The carbapenem-resistant hypervirulent Klebsiella pneumoniae (CR-hvKP) poses a severe therapeutic challenge to global public health, and research on CR-hvKP in older patients remain limited. In this study, we aimed to investigate the clinical and molecular characteristics and risk factors of CR-hvKP infections in older patients. We retrospectively investigated older patients with carbapenem-resistant Klebsiella pneumoniae (CRKP) infections in the intensive care unit (ICU) between January 2020 and December 2020. The clinical data, and microbiological data including antimicrobial susceptibility testing, phenotype experiment and detection of carbapenemases, string test, virulence genes, capsular serotype-specific (cps) genes, and multilocus sequence typing, of the CR-hvKP group defined by the presence of any one of the virulence genes, including rmpA, rmpA2, iucA, iroN, and peg-344 were compared with those of CR-non-hvKP strains.

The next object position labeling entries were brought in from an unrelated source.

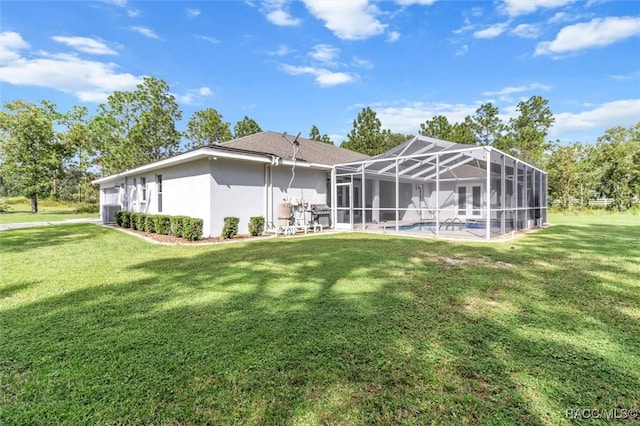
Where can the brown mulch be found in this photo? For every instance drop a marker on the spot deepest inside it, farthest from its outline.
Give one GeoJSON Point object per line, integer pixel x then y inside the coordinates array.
{"type": "Point", "coordinates": [170, 239]}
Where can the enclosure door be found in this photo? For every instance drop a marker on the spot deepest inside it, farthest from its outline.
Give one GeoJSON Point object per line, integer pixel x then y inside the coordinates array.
{"type": "Point", "coordinates": [344, 203]}
{"type": "Point", "coordinates": [469, 201]}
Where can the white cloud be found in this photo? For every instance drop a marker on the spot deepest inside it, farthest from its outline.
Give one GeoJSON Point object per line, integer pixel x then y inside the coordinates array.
{"type": "Point", "coordinates": [393, 36]}
{"type": "Point", "coordinates": [408, 117]}
{"type": "Point", "coordinates": [493, 31]}
{"type": "Point", "coordinates": [624, 112]}
{"type": "Point", "coordinates": [462, 50]}
{"type": "Point", "coordinates": [631, 76]}
{"type": "Point", "coordinates": [523, 7]}
{"type": "Point", "coordinates": [362, 63]}
{"type": "Point", "coordinates": [89, 81]}
{"type": "Point", "coordinates": [324, 77]}
{"type": "Point", "coordinates": [283, 50]}
{"type": "Point", "coordinates": [211, 40]}
{"type": "Point", "coordinates": [526, 31]}
{"type": "Point", "coordinates": [193, 96]}
{"type": "Point", "coordinates": [282, 18]}
{"type": "Point", "coordinates": [419, 2]}
{"type": "Point", "coordinates": [147, 32]}
{"type": "Point", "coordinates": [597, 33]}
{"type": "Point", "coordinates": [325, 53]}
{"type": "Point", "coordinates": [86, 45]}
{"type": "Point", "coordinates": [121, 3]}
{"type": "Point", "coordinates": [192, 13]}
{"type": "Point", "coordinates": [10, 45]}
{"type": "Point", "coordinates": [348, 20]}
{"type": "Point", "coordinates": [511, 90]}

Of the 80 CRKP strains, 51 (63.8%) met the definition of CR-hvKP. The main mechanism of resistance to carbapenems was the presence of the blaKPC-2 gene. Sequence type (ST)11 (81.3%, 65/80) and ST15 (16.3%, 13/80) were the most common STs in CRKP strains. The minimum inhibitory concentration (MIC)50 values of the CR-hvKP group against the six tested antibiotics (ceftazidime, ceftazidime-avibactam, imipenem-avibactam, tigecycline, levofloxacin, and Cefoperazone-Sulbactam) exhibited elevated levels than the CR-non-hvKP group. Ceftazidime and imipenem by combining avibactam (4 µg/mL) significantly decreased the MIC90 values more than 16-fold than ceftazidime and imipenem alone against Klebsiella pneumoniae carbapenemase (KPC)-2-producing K. pneumoniae. Cardiovascular disease [odds ratio (OR) = 11.956] and ST11-K64 (OR = 8.385) appeared to be independent variables associated with CR-hvKP infection by multivariate analysis. In conclusion, higher MICs of the last line antibiotic agents (ceftazidime-avibactam, tigecycline) might be a critical consideration in the clinical management of older patients where the concentration of these toxic antibiotics matters because of underlying comorbidities. Caution regarding KPC-2-producing ST11-K64 CR-hvKP as being new significant "superbugs" is required as they are widespread, and infection control measures should be strengthened to curb further dissemination in nosocomial settings in China.